If growth takes another leg down in H2 FY26 due to global spillovers, it may be too late to rely on monetary easing to cushion the blow. Monetary policy operates with lags—what the RBI does now will ripple into the economy by Diwali, not by Budget 2026.
This is not just an economic problem—it is a credibility one. The central bank cannot be seen as reactive to crises alone. Proactive easing in a low-inflation, high-uncertainty regime sends the right message to markets and households.
The most compelling argument for a rate cut may not lie in macro statistics but in probabilistic decision theory. As SBI Research notes, we are at risk of committing a Type II error—failing to act assuming inflation undershoot is temporary, only to find later that growth has been needlessly sacrificed.
Empirical research from central banking literature (Ball, Blinder) confirms that missed easing cycles cause deeper output loss than premature cuts. The RBI should not wait for clearer signs of distress when the current data already permits flexibility. As frontloaded Diwali spending approaches, a well-timed rate cut could stimulate credit uptake and sentiment just in time for the festive quarter.

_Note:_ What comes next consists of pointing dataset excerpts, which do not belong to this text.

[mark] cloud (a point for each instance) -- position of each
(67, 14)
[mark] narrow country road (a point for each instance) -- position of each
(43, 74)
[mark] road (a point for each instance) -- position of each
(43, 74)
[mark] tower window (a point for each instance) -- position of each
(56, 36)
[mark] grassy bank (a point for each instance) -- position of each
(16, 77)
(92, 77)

The cost of over-caution is no longer academic—it is real, quantifiable, and potentially irreversible. The macro environment supports it: inflation is under control, the output gap is negative, and transmission from previous cuts is ongoing. Waiting for further confirmation risks locking in underperformance for FY26. Another modest rate cut keeps real policy rates still positive, with no threat of overheating.
The MPC should clearly communicate that more cuts are conditional on data, but the easing cycle is not over. This will anchor market expectations, soften yields, and bolster investment confidence without inviting inflationary speculation.

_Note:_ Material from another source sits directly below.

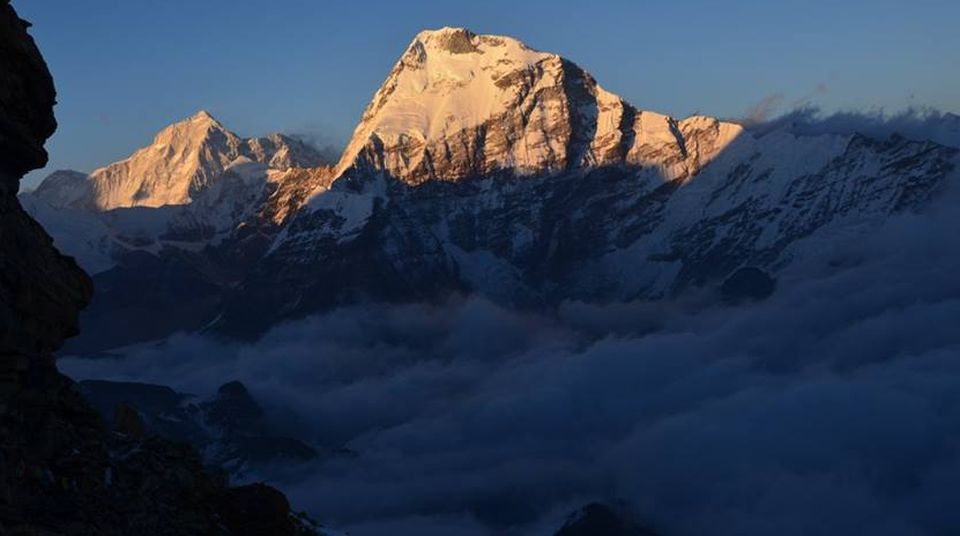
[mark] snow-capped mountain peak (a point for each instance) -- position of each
(459, 104)
(184, 159)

With 62% of loans now on floating rates, rate cuts transmit faster than before. Still, the RBI should consider an External Benchmark for Bulk Deposits, as suggested by SBI, to avoid asset-liability mismatches that slow transmission.
The U.S. Fed remains hawkish, but India’s external buffers are strong: forex reserves are at $695 billion, and CAD is under 1% of GDP
A modest rate cut will not trigger destabilizing outflows. If needed, RBI can lean on liquidity tools like VRRR or intervene in currency markets.
If the MPC decides to hold rates, citing incomplete transmission or global headwinds, it may inadvertently send a signal that growth is no longer a concern. Worse, it might miss the last real opportunity to act before global and domestic uncertainties intensify later in FY26.
Markets would see this as a loss of nerve. Borrowers would see it as a policy freeze. And consumers, already cautious, may delay purchases.
In a “frontloaded world,” as SBI argues, decisions must precede outcomes. If festive demand, rural recovery, and industrial capex are all frontloaded—or at least expected to be—why should monetary easing lag behind?
India doesn’t need reckless rate cuts. But it desperately needs timely ones. The August MPC meeting offers that window.